GSoC 2015 : Week 5

This post is regarding the work done in the fifth week of the GSoC coding period. To know more details about the project follow the Introduction link.

It’s time for the midterm evaluation and I am running as per my timeline..! So I need not worry about it. 😛

This week I added some new features to the replicator and modified the code written for the couchdb-client, mostly involving removal of unnecessary commits and addition of tests, in order to make it suitable for pull request. The PR is yet to be merged and can be seen by following link [1].

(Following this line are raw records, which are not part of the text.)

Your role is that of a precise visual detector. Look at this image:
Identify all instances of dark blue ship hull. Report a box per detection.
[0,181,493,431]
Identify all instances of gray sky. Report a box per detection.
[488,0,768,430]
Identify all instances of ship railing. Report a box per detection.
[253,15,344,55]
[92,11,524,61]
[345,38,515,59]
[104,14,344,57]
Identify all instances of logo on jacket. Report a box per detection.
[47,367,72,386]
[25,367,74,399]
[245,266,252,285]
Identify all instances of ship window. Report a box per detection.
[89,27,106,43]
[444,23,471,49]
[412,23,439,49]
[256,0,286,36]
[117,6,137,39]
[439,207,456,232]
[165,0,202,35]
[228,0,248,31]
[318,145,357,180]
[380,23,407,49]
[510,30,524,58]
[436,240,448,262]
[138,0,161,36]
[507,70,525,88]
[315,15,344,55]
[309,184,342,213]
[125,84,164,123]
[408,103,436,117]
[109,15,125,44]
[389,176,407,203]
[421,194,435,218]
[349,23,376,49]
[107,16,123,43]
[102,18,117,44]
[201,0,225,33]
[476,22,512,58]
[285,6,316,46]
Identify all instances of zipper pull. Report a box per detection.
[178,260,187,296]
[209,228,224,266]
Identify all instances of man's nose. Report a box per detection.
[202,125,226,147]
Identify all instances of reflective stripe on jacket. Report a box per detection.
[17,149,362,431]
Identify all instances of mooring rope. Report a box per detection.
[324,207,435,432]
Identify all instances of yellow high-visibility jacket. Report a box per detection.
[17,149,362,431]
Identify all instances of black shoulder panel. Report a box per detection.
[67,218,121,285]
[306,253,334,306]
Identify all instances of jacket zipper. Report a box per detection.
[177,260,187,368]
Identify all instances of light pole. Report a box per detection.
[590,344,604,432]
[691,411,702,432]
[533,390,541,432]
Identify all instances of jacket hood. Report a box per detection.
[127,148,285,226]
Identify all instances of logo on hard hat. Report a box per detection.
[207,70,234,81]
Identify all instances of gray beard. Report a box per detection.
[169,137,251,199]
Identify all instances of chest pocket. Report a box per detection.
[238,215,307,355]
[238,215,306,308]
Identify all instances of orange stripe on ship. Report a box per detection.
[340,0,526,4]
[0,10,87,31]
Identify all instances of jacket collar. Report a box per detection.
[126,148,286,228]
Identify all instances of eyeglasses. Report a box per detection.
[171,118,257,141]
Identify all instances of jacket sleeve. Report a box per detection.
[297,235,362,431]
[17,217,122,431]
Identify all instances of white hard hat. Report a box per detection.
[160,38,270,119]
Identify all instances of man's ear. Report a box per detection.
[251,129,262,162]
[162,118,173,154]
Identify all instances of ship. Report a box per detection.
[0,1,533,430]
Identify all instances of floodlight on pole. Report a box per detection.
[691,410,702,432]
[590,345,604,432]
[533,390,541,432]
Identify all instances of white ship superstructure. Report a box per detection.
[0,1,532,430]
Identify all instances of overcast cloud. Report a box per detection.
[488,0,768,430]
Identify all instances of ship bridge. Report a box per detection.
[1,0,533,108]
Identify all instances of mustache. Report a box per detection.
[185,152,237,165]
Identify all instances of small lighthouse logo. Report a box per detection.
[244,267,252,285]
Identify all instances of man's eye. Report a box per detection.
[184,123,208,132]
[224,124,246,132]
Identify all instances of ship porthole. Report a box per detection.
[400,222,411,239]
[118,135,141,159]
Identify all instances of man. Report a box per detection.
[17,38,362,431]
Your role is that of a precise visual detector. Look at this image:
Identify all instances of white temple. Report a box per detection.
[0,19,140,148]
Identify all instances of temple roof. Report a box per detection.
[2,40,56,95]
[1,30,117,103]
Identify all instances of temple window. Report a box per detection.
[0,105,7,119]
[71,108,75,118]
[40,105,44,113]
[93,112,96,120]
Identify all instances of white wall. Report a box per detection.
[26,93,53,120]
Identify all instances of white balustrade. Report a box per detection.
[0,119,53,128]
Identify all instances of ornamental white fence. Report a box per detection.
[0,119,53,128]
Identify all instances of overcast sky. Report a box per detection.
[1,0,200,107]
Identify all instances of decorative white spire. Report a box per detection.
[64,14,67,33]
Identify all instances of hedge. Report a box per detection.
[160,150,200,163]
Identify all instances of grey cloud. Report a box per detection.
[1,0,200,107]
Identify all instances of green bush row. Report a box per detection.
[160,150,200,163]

Last week I had experimented on the streaming docs with attachments. This week I added the logic to the couchdb-client as a new MultipartClient which reads data from the source in chunks, processes it and transfers it to the client with desired modifications. It’s not very general now and supports only streaming the multipart  response from the source to the target. It will be modified as per the feedback of the maintainer of the couchdb-client and it will be done after I get the first set of changes merged. The multipart client and other set of related changes to use the MultipartClient can be seen by following the link [2].

The replicator now supports the continuous replication, which means that once a replication has been started started, the replicator-source and replicator-target connections will not end after the set of changes has been transferred. They will remain connected  and as soon as any change involving insertion, deletion or modification happens at the source, it will be transferred to the target. It has two variants, first where the replication never stops and a periodic heartbeat is sent continuously and the second where a max timeout can be set for waiting to close the connection before sending the response. Currently only the source-replicator connection remains opened.  The changes to support this can be seen by following the links in [3].

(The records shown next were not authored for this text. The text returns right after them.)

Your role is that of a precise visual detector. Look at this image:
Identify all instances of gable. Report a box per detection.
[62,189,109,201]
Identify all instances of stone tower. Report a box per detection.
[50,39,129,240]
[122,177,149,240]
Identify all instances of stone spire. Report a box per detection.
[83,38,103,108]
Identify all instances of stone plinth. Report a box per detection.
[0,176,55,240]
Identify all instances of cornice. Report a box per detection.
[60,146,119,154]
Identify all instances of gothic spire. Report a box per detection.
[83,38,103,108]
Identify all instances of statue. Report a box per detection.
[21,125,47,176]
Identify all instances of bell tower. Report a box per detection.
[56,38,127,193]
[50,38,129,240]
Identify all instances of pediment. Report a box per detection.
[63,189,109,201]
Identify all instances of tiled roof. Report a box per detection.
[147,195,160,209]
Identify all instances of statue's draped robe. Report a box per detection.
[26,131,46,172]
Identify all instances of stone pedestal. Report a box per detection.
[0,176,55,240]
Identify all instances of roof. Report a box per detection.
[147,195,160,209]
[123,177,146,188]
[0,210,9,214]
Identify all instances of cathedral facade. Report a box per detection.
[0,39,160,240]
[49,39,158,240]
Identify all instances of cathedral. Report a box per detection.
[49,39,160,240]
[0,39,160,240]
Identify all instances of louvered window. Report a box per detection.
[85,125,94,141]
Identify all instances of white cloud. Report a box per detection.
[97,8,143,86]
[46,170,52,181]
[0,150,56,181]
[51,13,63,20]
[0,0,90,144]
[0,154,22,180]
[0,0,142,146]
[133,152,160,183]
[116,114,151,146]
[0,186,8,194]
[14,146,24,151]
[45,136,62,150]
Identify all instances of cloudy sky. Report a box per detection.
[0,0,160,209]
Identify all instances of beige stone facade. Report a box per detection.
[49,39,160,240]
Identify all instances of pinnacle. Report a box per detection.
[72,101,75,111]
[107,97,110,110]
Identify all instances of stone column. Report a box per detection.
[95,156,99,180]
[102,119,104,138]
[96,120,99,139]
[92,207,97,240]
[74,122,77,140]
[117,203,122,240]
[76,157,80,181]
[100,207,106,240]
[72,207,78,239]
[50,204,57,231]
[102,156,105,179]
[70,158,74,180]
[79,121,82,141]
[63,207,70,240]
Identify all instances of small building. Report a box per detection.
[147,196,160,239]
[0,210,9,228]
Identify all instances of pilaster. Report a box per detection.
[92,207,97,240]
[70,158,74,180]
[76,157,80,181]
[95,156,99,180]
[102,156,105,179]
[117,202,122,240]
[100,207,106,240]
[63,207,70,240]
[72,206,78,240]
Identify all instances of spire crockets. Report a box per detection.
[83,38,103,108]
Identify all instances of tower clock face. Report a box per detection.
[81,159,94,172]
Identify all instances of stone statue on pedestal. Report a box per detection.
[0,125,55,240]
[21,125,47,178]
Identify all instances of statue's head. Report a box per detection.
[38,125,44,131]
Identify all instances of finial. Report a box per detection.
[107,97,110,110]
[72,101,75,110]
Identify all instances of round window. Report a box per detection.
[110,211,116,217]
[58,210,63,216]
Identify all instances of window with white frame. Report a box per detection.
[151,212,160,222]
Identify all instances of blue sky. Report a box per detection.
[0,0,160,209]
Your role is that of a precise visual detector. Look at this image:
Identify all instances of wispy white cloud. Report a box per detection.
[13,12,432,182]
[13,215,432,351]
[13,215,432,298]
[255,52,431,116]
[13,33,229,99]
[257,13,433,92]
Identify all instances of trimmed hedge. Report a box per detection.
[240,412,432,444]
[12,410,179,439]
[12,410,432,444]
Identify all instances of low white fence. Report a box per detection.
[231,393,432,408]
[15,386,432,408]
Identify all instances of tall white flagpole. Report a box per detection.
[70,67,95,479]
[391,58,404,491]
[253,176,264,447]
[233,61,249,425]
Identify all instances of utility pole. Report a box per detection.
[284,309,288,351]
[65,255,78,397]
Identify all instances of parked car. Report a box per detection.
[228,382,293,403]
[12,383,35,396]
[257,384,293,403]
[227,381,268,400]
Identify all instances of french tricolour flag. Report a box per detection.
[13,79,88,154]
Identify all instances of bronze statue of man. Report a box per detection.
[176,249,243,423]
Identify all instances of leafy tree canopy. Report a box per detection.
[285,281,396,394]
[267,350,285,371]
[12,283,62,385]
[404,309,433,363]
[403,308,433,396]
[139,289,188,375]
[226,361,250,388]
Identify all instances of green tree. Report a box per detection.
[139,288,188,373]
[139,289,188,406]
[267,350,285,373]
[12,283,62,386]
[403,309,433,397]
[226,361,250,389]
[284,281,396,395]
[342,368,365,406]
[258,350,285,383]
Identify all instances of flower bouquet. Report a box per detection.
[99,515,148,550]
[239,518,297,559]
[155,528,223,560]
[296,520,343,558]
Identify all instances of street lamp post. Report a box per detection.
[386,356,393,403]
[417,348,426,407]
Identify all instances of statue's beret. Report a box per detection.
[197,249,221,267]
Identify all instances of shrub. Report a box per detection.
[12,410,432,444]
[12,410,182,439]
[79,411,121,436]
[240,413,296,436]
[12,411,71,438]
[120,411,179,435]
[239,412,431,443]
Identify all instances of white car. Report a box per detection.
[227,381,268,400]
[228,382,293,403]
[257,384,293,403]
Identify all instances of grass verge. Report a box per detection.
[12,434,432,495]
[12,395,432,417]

Now in the current week, I don’t plan to add any new features or to start the Drupal related part with writing Drush plugin. I will be mostly writing tests which my mentor greatly emphasizes upon 😛 , for the client and replicator. Also making changes to the client for the PR is another thing that I will work upon.

Links:

  1. couchdb-client/pull/42
  2. couchdb-client/tree/trying_generators/lib/Doctrine/CouchDB
    1. replicator: couchdb-replicator/tree/continuous_replication  ,
    2. client: couchdb-client/tree/continuous_replication/lib/Doctrine/CouchDB

GSoC 2015 : Week 4

This post is regarding the work done in the fourth week of the GSoC coding period. To know more details about the project follow the Introduction link.

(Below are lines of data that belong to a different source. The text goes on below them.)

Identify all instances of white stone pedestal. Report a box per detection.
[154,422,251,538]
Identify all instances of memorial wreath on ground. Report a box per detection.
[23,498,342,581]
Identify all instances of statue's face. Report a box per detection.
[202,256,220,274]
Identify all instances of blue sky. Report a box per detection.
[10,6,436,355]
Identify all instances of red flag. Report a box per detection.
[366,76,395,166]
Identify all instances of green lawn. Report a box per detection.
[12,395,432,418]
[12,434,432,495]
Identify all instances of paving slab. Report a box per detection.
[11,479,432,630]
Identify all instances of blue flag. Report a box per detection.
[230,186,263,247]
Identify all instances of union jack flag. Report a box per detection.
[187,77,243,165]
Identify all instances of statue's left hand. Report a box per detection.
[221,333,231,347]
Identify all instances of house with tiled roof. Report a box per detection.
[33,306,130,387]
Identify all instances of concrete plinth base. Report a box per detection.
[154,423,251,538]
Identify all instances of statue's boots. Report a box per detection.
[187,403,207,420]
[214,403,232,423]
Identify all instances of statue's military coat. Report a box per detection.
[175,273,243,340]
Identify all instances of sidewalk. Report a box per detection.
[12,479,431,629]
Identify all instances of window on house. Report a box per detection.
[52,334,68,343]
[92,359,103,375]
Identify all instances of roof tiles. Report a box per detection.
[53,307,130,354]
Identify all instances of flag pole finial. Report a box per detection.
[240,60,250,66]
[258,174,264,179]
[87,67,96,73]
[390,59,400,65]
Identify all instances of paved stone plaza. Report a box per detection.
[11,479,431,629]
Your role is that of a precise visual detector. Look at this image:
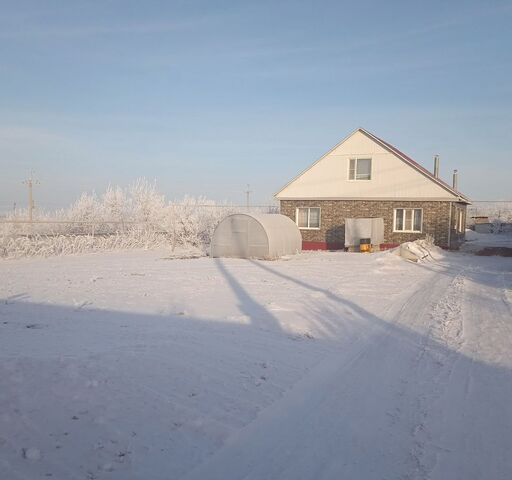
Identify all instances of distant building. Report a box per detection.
[275,128,470,250]
[471,216,490,224]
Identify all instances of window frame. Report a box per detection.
[348,157,372,181]
[295,207,321,230]
[393,208,423,233]
[457,210,464,233]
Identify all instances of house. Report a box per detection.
[470,216,493,234]
[275,128,470,250]
[473,223,493,234]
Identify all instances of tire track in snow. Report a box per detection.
[427,259,512,479]
[182,264,463,480]
[405,272,466,480]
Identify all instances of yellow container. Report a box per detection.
[359,243,372,253]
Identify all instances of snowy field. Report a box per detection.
[1,244,512,479]
[462,229,512,254]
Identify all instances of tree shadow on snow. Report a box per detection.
[1,258,512,479]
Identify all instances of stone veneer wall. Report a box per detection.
[450,202,467,248]
[280,200,467,249]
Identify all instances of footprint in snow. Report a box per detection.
[289,332,315,341]
[22,447,41,461]
[267,304,294,312]
[4,293,30,304]
[73,300,92,311]
[309,291,326,299]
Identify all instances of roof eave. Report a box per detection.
[273,127,363,198]
[358,128,470,203]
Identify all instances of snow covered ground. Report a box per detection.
[1,245,511,479]
[462,228,512,253]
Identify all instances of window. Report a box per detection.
[349,158,372,180]
[394,208,422,233]
[457,210,464,233]
[296,207,320,229]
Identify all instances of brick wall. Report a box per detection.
[450,202,467,248]
[280,199,466,249]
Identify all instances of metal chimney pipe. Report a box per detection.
[452,169,458,190]
[434,155,440,178]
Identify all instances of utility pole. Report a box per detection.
[22,172,39,222]
[245,184,252,211]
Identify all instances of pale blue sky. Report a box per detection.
[1,0,511,211]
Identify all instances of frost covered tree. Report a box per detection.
[1,177,278,258]
[66,192,101,223]
[102,185,127,222]
[129,178,165,225]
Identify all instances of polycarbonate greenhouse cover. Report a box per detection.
[210,213,302,259]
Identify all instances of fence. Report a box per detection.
[0,220,171,238]
[467,201,512,225]
[0,205,279,237]
[0,204,280,258]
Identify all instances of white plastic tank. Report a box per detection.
[345,218,385,247]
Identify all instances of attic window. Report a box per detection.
[349,158,372,180]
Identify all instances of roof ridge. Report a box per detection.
[358,128,470,203]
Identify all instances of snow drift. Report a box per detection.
[397,237,442,263]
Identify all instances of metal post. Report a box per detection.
[447,202,452,249]
[22,172,39,223]
[28,180,33,222]
[245,184,252,211]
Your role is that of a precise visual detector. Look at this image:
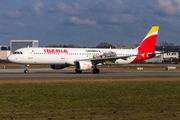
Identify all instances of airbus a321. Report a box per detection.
[8,26,159,74]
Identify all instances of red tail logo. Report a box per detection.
[132,26,159,63]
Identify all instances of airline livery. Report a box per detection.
[7,26,159,74]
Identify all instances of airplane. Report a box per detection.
[7,26,159,74]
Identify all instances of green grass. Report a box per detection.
[0,78,180,119]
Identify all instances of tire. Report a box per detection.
[92,68,100,74]
[75,69,82,73]
[24,70,29,73]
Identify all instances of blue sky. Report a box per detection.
[0,0,180,47]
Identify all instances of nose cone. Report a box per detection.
[7,55,14,63]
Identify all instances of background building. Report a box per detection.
[145,52,179,63]
[155,46,180,57]
[145,54,163,63]
[10,40,38,52]
[0,45,11,60]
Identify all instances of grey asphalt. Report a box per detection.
[0,68,180,79]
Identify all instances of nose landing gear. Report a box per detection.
[24,64,29,73]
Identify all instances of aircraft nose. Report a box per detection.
[7,55,14,63]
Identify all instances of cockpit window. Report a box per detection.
[13,52,23,54]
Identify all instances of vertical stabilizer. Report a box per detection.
[137,26,159,52]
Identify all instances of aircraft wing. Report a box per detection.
[76,54,140,64]
[91,54,140,64]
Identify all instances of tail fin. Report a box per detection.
[137,26,159,52]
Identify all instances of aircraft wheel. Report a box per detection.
[75,69,82,73]
[92,68,100,74]
[24,70,29,73]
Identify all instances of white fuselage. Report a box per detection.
[8,47,139,65]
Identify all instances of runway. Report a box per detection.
[0,68,180,79]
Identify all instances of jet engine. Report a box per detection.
[75,61,92,70]
[50,65,68,70]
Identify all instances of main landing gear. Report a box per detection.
[92,64,100,74]
[92,68,99,74]
[24,64,29,73]
[75,68,99,74]
[75,69,82,73]
[75,64,100,74]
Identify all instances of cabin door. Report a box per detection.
[28,48,33,59]
[61,53,65,59]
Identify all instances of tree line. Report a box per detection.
[46,42,178,48]
[46,42,116,48]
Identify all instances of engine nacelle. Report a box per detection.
[50,65,68,70]
[75,61,92,70]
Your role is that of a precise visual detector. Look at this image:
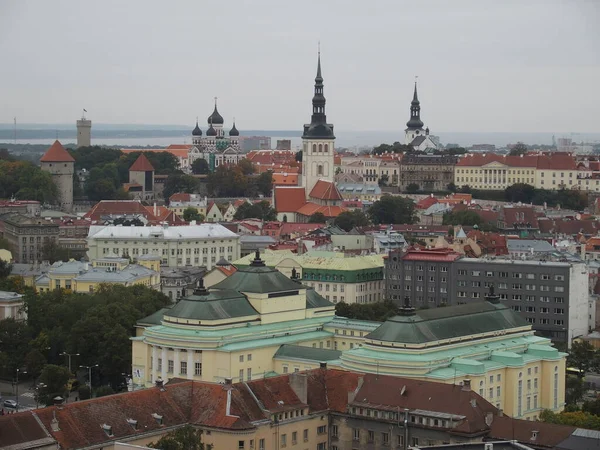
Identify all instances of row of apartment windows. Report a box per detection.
[153,358,202,376]
[460,270,565,281]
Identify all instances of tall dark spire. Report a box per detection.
[302,50,335,139]
[406,80,424,130]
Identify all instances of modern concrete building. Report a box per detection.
[0,213,60,263]
[86,223,240,269]
[386,248,592,345]
[39,140,75,212]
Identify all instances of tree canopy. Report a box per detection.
[149,425,212,450]
[335,300,398,322]
[333,210,370,232]
[163,173,200,201]
[308,212,327,224]
[368,196,417,225]
[191,158,210,175]
[233,201,277,221]
[183,207,204,222]
[372,142,413,155]
[207,163,273,198]
[508,142,528,156]
[0,160,59,203]
[0,283,170,392]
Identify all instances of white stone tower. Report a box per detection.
[40,140,75,212]
[301,51,335,198]
[76,110,92,148]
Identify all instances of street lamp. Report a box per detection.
[15,368,27,412]
[80,364,99,389]
[60,352,80,373]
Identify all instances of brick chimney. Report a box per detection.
[461,379,471,391]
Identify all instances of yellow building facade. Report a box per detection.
[132,253,566,420]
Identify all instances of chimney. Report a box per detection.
[462,379,471,391]
[319,362,327,370]
[289,372,308,404]
[155,377,164,389]
[485,411,494,426]
[50,410,60,432]
[470,398,477,408]
[153,202,157,216]
[531,430,539,441]
[498,409,504,417]
[225,377,233,385]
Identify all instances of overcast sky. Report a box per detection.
[1,0,599,132]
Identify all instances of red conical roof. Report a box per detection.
[40,140,75,163]
[129,153,155,172]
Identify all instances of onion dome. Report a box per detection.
[207,103,224,125]
[192,120,202,136]
[229,121,239,137]
[206,124,217,137]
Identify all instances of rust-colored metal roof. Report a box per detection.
[308,180,343,201]
[40,140,75,163]
[129,153,155,172]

This week I mostly spent time trying to find out how to stream data in PHP. I had heard about Guzzle, the PHP HTTP client and it’s good support for streams. But we wanted to do this without any external dependency and also with our initial decision of using the couchdb-client, I chose not to use Guzzle for now. One other way was using curl’s CURLOPT_READFUNCTION  option, which allows one to set a callback function returning chunks of data from a stream. I decided not to add new components to the current couchdb-client. So I used the file pointer returned by the fsockopen directly to read and write data in chunks. I requested the docs and attachment from the source and wrote it to the target, reading the stream from source line by line and writing it to the file pointer for the target’s connection. With this I was able to replicate a  ~150MB attachment with a memory limit for PHP as just 1MB.

Another issue that I faced while doing this is that initially I was trying to use “Transfer-encoding: chunked” as one of the header option while connecting to the target. This is used when you don’t know the entire length of the content you are sending, say in situations like where you are receiving data and you want to send it to the target without entirely storing it on you local machine may be because of memory issues or any other reasons. This is what I was doing. But after trying a lot, the doc and attachments were not getting replicated. So I talked to Kxepal, a couchdb member and came to know that this is an issue with CouchDb. It needs the Content-Length header and a fix was proposed but has not been merged yet. Wish I had talked to him before starting this.. So I read the stream till the attachment start, hoping that the doc will be small enough to fit in memory, then calculated the content length based on doc length, attachment length and other standard \r and \n’s. With this I was able to do stream handling of the response from source and upload it line by line with lesser memory footprint to the target, a much needed feature of the replicator..!

Now I need to see if it can be merged with the couchdb-client.